A former director-general of the Nigerian Institute of Leather and Science Technology (NILEST), Prof. Mohammed Kabir Yakubu, has charged northern governors to develop the region’s leather industry.
He warned that Nigeria risks losing billions of dollars in potential export earnings.
Yakubu, who also chaired the National Leather and Leather Products Policy Steering Committee, made the call in a paper titled: “North’s Leather Wealth, Lagos’ Leather Dreams: A Call for Visionary Leadership.”
He said Lagos State, despite having no livestock base, recently launched an Industrial Leather Hub in Mushin, which is projected to generate N387.5 billion annually in export earnings.
He described the initiative as a “paradox” that underscores Lagos’ leadership and vision compared to the North’s underutilised livestock resources.
“The North has livestock abundance but scarce leadership. Lagos has livestock scarcity but abundant vision,” Yakubu said, urging northern leaders to replicate Lagos’s proactive industrialisation strategies.
Highlighting the global leather industry’s $400 billion value, Yakubu lamented that while Africa supplies about 30% of raw hides, it contributes only 6% of processed leather exports.
He pointed out that Morocco alone earns over $500 million annually from leather, much of it from the Sokoto red goat native to Nigeria.
During his tenure at NILEST, Yakubu said he established 23 leather training centres nationwide, initiated tannery reactivation programmes, and promoted international collaborations to build capacity and drive technology transfer.

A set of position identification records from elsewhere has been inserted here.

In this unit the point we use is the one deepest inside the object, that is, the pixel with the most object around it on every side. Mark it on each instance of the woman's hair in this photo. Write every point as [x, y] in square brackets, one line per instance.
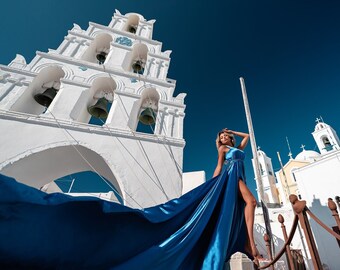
[231, 136]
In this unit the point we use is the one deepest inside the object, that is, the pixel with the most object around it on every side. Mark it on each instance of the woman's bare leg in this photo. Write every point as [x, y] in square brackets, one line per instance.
[249, 214]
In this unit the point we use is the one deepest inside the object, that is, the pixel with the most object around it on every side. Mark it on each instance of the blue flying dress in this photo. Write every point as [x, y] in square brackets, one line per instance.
[199, 230]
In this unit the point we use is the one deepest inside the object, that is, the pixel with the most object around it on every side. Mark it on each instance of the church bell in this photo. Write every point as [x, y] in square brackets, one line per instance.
[147, 117]
[46, 98]
[101, 57]
[137, 66]
[99, 109]
[132, 29]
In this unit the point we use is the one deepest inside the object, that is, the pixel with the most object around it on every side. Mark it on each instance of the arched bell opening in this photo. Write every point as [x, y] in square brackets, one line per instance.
[326, 143]
[62, 162]
[131, 24]
[99, 105]
[41, 91]
[135, 61]
[138, 58]
[148, 110]
[99, 49]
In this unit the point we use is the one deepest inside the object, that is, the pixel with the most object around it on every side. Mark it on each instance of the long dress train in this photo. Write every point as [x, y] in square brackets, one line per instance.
[199, 230]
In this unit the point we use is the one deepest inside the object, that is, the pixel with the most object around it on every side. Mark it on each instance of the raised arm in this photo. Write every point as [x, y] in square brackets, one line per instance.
[220, 160]
[244, 136]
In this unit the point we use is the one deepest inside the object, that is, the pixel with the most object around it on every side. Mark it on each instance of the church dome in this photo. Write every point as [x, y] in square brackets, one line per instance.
[307, 155]
[320, 126]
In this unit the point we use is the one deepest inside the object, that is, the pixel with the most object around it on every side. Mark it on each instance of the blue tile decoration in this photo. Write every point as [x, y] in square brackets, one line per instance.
[124, 41]
[83, 68]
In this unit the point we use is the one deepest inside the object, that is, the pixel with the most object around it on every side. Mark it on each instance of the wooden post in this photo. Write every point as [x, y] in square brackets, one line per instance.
[299, 209]
[285, 237]
[269, 250]
[335, 214]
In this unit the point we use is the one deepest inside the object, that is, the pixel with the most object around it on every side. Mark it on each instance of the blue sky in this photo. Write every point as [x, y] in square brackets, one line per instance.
[287, 51]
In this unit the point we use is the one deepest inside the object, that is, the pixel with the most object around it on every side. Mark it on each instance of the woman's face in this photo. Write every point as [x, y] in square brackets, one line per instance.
[225, 139]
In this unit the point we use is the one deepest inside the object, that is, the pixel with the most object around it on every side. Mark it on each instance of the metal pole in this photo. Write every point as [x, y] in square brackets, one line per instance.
[258, 178]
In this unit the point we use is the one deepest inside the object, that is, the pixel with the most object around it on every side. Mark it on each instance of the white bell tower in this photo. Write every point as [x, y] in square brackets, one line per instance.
[268, 177]
[100, 102]
[325, 137]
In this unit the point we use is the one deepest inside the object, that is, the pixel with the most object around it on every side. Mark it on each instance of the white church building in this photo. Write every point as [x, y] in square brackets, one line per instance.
[314, 177]
[114, 76]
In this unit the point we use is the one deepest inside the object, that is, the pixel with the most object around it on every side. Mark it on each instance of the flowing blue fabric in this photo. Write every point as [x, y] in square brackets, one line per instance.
[199, 230]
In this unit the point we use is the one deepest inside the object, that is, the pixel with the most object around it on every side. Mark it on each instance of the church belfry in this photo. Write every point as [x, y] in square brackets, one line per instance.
[115, 74]
[268, 178]
[325, 137]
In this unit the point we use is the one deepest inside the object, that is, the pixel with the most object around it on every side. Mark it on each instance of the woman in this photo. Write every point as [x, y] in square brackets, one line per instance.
[231, 160]
[199, 230]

He warned that Nigeria still exports over 90% of its leather in raw or semi-processed form, and more than 40 tanneries in Kano and Sokoto have closed in the past two decades.
To reverse the trend, he outlined measures including restrictions on raw hide exports, modernisation of abattoirs, rehabilitation of tanneries, development of industrial hubs, and inclusion of women and youth in leather clusters.
With these steps, he projected Nigeria could earn up to $4 billion annually from leather exports by 2030 and create up to two million jobs.
Yakubu also urged northern governors to establish Leather Value Chain Councils, support cooperative tanneries with financing and technology, and partner with Lagos and international hubs to strengthen the sector.
He concluded that the North must choose “vision over inertia” if Nigeria is to reclaim its place as a global leather powerhouse.